Diagnoses & Prescriptions
Mental & behavioral diagnoses, medical prescriptions for these problems, and the resulting side-effects and considerations in parenting these children.
Mental Health Issues
A survey of mental health issues common to foster children and their treatments.
Advocating for Your Child's Educational Needs
A survey of educational issues common to foster children, available programs to deal with these problems, and how to navigate the educational hierarchy to receive these interventions.
Let's Play Ball
Getting the family prepared to receive your first foster child.
Hidden Trauma - The Impact of Domestic Violence on Children & the Community
The impact of trauma on the child recipient, how that plays out in their behavior, and the cumulative societal consequences.
Trauma -- I Understand it Better, Now What Do I Do?
Coping techniques to help heal the effects of trauma on children.
The unique and critical role of the father in the foster family, including "dos" and "don'ts".
Dr. Jeffrey Lawrence, Vice President for Programs and Services/Chief Program Officer
Serving at The Methodist Home since 1985, Jeff Lawrence (D. Min, L.S.W.) has been involved with every aspect of our services. He received his B.A. in Finance from Morehouse College in Atlanta, GA in 1979. In 1984 he received his Master of Divinity in Christian Education/Church Administration and his Doctor of Ministry degree in 2004 from the ITC-Morehouse School of Religion in Atlanta, GA. In 1988 he received his Master of Social Work from the University of Georgia in Athens, GA. Jeff Lawrence became a Licensed Social Worker for the State of Georgia in 1991. Dr. Lawrence is a member of The National Association of Social Workers and the Georgia Association of Homes and Services for Children. He is a certified instructor for CALM Crisis Management Program, a trainer for the Foundations for Helping Professions Course and a sought after trainer throughout the state of Georgia.
Suzanne M. Clark, LPC
Suzanne M. Clark, LPC, is an expert in the field of adoption. She maintains a passion for educating and empowering triad members and other professionals about the lifelong impact of adoption. For 20 years, Suzanne has worked exclusively as a professional in the field of adoption. Currently, Suzanne maintains a private practice in Roswell, GA, where she offers specialized therapy for birth parents, adopted persons, and adoptive families. She also provides consultative services for professional s eager to learn more about the trauma and grief experienced by so many triad members. Suzanne is a Licensed Professional Counselor and an adult adopted person.

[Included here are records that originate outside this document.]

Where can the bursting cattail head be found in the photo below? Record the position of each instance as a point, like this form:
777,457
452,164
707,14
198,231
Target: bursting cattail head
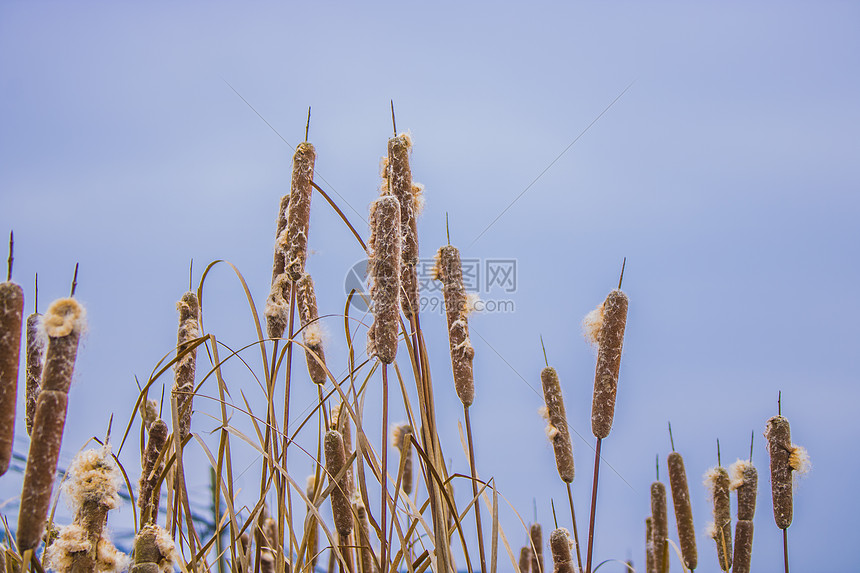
335,460
560,543
718,484
311,328
384,270
557,429
683,509
610,338
294,242
11,315
745,482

Cindy currently serves as the lead supervisor of private adoptions within the Atlanta office of Bethany Christian Services. She brings with her today over 15 years of experience as a trained counselor, having served in schools, psychiatric hospitals, and various counseling centers. During that time she focused on the mental health needs of children and adolescents, especially children in the foster care system. Cindy and her husband, David, are adoptive parents to two children, one from the foster care system and the other a transracial domestic adoption. Cindy and David have also served as foster parents in Washington and Minnesota.
Andre’ H. Marria, M.S., LPC
Ms. Marria spent thirty – four years of public service with Georgia Dept. of Human Resources, retiring as Director of Thomas County DFCS November 2008. Prior to her retirement Ms. Marria lent her leadership skills to Southwestern State Hospital as a Unit Director and assisted in the initial licensure of Rose Haven ICF/MR/SNF, a 110 bed facility. Ms. Marria went on to work as the Assistant Director for Southwest Georgia Mental Health, Developmental Disabilities and Addictive Diseases regional board and was instrumental in establishing the first substance abuse prevention programs in fourteen rural counties and revitalized community based mental health services in those same counties.
A dedicated member of the Thomasville Community, Ms. Marria serves as a Volunteer at the Boys and Girls Clubs of South West Georgia, Thomas County Unit, she also serves as a Trustee for the Vashti Center, Inc., and is a member of Rotary International. Ms. Marria is a Will Watt and Paul Harris Fellow.